BRIDGE: Branching Ratio Inquiry/Decay Generated Events
Patrick Meade, Matthew Reece
TL;DR
BRIDGE tackles the bottlenecks in beyond-Standard-Model collider simulations by providing a general width calculator (BRI) and a model-agnostic decay generator (DGE) that operate on arbitrary matrix-element models and output Les Houches–formatted events. It relies on Vegas integration to compute $2$- and $3$-body widths and uses HELAS amplitudes to preserve helicity information, enabling efficient long decay chains and partial spin correlations, including MSSM scenarios via MadGraph usrmod. The authors validate BRIDGE against full matrix-element calculations and SUSY-HIT in various MSSM contexts, showing good agreement in decay widths and meaningful retention of angular correlations, while also enabling loop-induced decays like $h\rightarrow gg$. They discuss batch modes, SLHA-based MSSM interfaces, and future enhancements such as finite-width effects and broader model support, highlighting BRIDGE’s practical impact for rapid phenomenology studies and integration with existing event-generation workflows.
Abstract
We present the manual for the program BRIDGE: Branching Ratio Inquiry/Decay Generated Events.

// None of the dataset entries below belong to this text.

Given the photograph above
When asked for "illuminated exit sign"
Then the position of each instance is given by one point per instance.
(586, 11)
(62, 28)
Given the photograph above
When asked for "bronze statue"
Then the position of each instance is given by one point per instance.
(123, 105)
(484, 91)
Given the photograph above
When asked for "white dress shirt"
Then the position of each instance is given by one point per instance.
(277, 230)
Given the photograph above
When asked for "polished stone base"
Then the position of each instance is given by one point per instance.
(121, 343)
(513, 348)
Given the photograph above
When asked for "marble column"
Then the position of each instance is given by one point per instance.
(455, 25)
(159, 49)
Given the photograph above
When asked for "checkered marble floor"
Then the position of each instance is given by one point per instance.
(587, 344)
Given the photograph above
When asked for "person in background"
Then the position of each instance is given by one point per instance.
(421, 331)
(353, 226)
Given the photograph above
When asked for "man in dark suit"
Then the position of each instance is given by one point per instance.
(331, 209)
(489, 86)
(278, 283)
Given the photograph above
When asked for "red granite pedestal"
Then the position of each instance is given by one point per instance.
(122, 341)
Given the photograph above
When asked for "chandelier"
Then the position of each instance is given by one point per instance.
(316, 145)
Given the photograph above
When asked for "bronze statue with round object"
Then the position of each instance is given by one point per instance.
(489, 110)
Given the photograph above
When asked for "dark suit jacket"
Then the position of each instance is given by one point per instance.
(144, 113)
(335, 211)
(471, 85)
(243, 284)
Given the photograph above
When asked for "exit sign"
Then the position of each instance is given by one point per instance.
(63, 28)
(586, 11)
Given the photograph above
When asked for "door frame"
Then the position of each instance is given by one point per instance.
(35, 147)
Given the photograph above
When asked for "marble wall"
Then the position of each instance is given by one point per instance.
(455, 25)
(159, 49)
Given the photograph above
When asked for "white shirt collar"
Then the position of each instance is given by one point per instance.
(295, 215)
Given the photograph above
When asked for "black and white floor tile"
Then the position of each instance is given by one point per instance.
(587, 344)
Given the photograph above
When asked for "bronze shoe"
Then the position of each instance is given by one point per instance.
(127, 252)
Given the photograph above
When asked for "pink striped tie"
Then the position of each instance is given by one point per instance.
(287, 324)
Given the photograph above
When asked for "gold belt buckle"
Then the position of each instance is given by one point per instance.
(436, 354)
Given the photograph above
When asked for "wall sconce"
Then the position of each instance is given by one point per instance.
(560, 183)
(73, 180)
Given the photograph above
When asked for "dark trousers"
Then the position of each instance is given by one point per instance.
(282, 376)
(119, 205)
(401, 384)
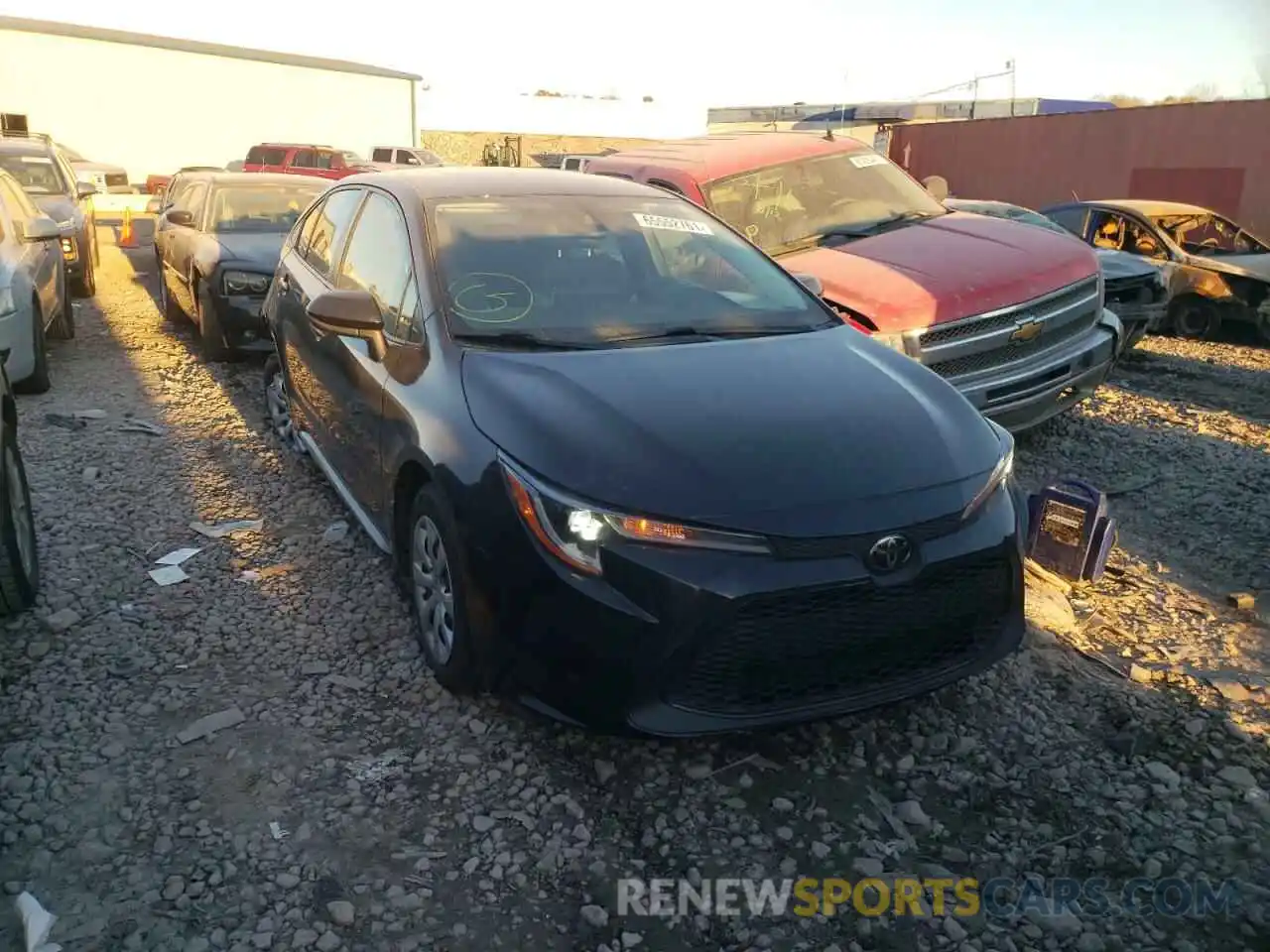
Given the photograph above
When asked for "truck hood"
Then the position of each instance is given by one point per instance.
(945, 270)
(1243, 266)
(807, 434)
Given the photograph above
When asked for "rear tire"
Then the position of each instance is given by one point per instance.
(1194, 318)
(436, 572)
(39, 381)
(64, 325)
(19, 556)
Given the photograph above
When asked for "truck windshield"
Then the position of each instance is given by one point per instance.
(843, 194)
(253, 208)
(35, 173)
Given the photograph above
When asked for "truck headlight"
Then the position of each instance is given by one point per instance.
(245, 284)
(1000, 472)
(574, 531)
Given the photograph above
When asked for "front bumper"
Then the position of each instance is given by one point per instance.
(241, 321)
(1024, 395)
(680, 643)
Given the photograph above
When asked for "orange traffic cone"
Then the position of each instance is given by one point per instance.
(126, 236)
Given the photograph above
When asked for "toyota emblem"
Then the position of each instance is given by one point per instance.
(889, 552)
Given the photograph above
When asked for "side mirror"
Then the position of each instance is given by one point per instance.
(349, 313)
(41, 229)
(811, 282)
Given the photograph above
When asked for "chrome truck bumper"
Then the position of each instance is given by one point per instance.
(1026, 363)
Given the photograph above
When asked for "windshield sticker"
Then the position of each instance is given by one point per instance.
(486, 298)
(864, 162)
(658, 221)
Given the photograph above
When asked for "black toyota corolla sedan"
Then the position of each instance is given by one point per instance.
(630, 471)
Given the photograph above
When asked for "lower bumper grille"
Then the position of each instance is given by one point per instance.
(799, 649)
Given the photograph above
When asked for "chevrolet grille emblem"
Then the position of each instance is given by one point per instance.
(1026, 330)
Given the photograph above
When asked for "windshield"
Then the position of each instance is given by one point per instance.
(1209, 235)
(261, 208)
(37, 175)
(784, 206)
(606, 271)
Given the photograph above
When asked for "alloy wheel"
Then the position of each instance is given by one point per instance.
(19, 512)
(434, 589)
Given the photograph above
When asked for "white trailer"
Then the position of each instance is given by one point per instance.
(153, 104)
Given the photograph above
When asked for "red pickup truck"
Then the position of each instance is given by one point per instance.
(1010, 313)
(300, 159)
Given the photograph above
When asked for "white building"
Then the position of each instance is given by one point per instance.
(154, 104)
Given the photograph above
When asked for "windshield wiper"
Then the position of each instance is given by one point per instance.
(689, 331)
(522, 340)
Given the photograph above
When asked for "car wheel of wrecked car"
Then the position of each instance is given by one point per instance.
(211, 338)
(39, 381)
(439, 593)
(277, 405)
(1194, 318)
(64, 325)
(19, 558)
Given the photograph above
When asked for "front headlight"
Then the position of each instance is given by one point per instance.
(1000, 472)
(245, 284)
(574, 531)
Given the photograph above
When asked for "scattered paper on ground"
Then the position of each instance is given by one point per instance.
(168, 575)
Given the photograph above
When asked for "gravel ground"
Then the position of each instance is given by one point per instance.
(416, 821)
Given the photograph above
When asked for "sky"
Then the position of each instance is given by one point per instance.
(721, 53)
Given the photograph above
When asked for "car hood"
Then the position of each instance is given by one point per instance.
(1245, 266)
(1121, 264)
(257, 250)
(58, 207)
(945, 270)
(808, 434)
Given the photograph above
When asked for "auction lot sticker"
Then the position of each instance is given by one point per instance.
(658, 221)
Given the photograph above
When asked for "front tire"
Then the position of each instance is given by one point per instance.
(64, 325)
(441, 593)
(1194, 318)
(19, 557)
(39, 381)
(211, 336)
(277, 407)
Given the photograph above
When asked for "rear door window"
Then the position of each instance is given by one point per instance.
(330, 227)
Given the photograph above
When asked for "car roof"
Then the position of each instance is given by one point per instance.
(1147, 207)
(495, 181)
(253, 178)
(716, 157)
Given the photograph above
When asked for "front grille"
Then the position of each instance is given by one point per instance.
(984, 343)
(985, 359)
(974, 326)
(797, 649)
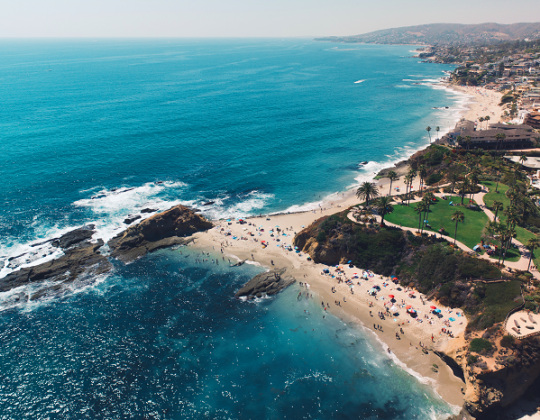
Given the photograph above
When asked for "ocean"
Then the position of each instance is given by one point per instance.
(95, 130)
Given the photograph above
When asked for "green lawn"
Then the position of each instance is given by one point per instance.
(522, 234)
(492, 196)
(440, 215)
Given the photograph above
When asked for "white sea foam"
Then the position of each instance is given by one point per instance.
(255, 200)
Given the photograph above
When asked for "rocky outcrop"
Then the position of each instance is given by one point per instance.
(400, 168)
(83, 257)
(130, 219)
(158, 231)
(75, 261)
(269, 283)
(490, 390)
(74, 237)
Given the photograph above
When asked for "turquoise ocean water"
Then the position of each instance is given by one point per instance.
(94, 130)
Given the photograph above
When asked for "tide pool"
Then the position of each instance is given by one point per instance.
(96, 130)
(164, 338)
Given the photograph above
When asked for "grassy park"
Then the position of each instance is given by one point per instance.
(440, 216)
(522, 234)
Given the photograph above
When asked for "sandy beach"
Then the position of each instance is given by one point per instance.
(352, 307)
(233, 241)
(483, 102)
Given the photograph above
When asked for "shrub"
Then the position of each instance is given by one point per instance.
(479, 344)
(434, 178)
(507, 341)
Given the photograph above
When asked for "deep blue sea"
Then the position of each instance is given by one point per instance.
(94, 130)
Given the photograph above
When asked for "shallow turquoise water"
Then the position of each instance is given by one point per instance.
(95, 130)
(164, 339)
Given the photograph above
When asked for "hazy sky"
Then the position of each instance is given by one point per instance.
(245, 18)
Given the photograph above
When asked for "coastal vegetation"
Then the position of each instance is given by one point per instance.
(431, 265)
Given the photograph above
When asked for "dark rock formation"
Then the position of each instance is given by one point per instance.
(74, 237)
(83, 257)
(67, 268)
(159, 231)
(130, 219)
(269, 283)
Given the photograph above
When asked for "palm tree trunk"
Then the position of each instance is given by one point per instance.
(504, 255)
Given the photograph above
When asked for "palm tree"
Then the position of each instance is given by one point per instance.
(367, 191)
(463, 188)
(454, 178)
(407, 181)
(422, 172)
(421, 208)
(412, 175)
(512, 216)
(474, 180)
(468, 141)
(458, 216)
(500, 137)
(532, 245)
(506, 237)
(497, 206)
(384, 207)
(392, 176)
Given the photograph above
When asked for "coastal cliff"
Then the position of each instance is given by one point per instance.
(495, 381)
(495, 376)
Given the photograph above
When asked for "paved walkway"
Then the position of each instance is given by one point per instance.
(520, 324)
(479, 198)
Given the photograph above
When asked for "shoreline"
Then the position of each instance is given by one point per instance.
(354, 309)
(405, 352)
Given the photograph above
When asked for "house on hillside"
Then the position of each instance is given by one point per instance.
(513, 137)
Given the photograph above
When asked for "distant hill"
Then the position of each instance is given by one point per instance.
(446, 33)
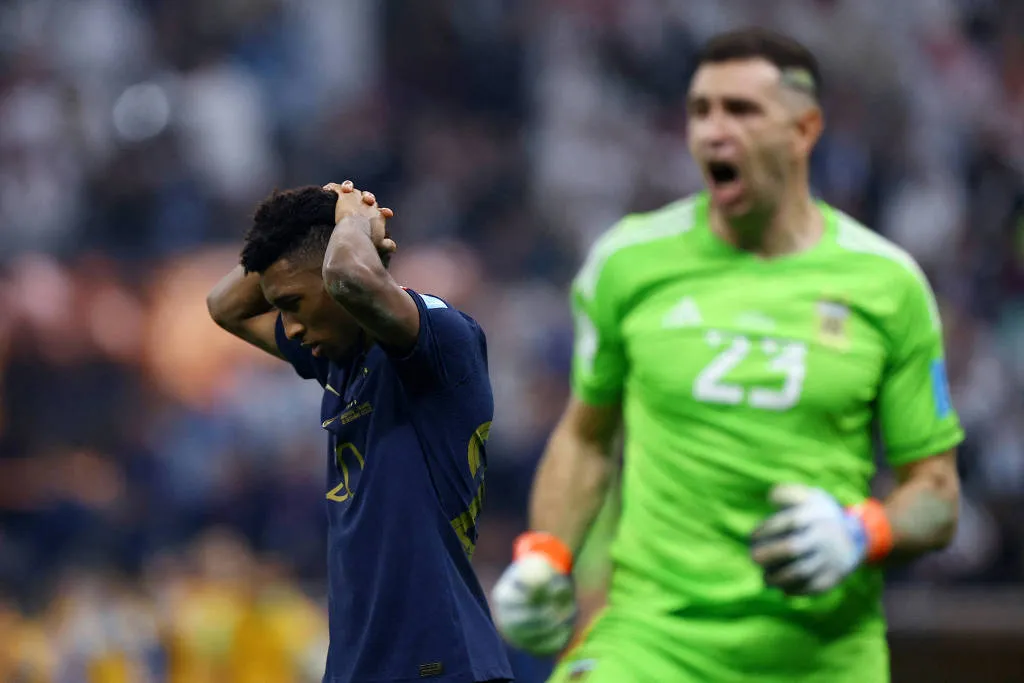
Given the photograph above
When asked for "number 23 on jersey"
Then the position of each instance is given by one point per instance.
(783, 371)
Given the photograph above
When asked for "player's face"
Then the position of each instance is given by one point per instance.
(308, 312)
(741, 132)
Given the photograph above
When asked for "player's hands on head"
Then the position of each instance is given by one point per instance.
(811, 544)
(534, 602)
(359, 203)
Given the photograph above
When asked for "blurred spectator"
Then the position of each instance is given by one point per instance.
(160, 482)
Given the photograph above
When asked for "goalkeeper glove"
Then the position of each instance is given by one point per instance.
(812, 544)
(534, 601)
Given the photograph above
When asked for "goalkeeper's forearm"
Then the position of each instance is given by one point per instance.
(573, 475)
(924, 509)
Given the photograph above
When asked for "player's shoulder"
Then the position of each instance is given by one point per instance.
(636, 238)
(881, 254)
(891, 266)
(440, 311)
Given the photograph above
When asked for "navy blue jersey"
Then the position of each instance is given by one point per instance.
(404, 486)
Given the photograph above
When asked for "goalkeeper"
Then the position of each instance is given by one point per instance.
(748, 339)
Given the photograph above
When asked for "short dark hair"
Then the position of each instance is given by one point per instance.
(290, 222)
(796, 61)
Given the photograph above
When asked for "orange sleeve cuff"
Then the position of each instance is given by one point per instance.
(877, 528)
(545, 544)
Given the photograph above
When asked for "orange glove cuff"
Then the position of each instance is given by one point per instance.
(877, 528)
(546, 544)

The program is designed to operate with arbitrary models defined within matrix element generators, so that one can simulate events with small final-state multiplicities, decay them with BRIDGE, and then pass them to showering and hadronization programs. BRI can automatically calculate widths of two and three body decays. DGE can decay unstable particles in any Les Houches formatted event file. DGE is useful for the generation of event files with long decay chains, replacing large matrix elements by small matrix elements followed by sequences of decays. BRIDGE is currently designed to work with the MadGraph/MadEvent programs for implementing and simulating new physics models. In particular, it can operate with the MadGraph implementation of the MSSM. In this manual we describe how to use BRIDGE, and present a number of sample results to demonstrate its accuracy.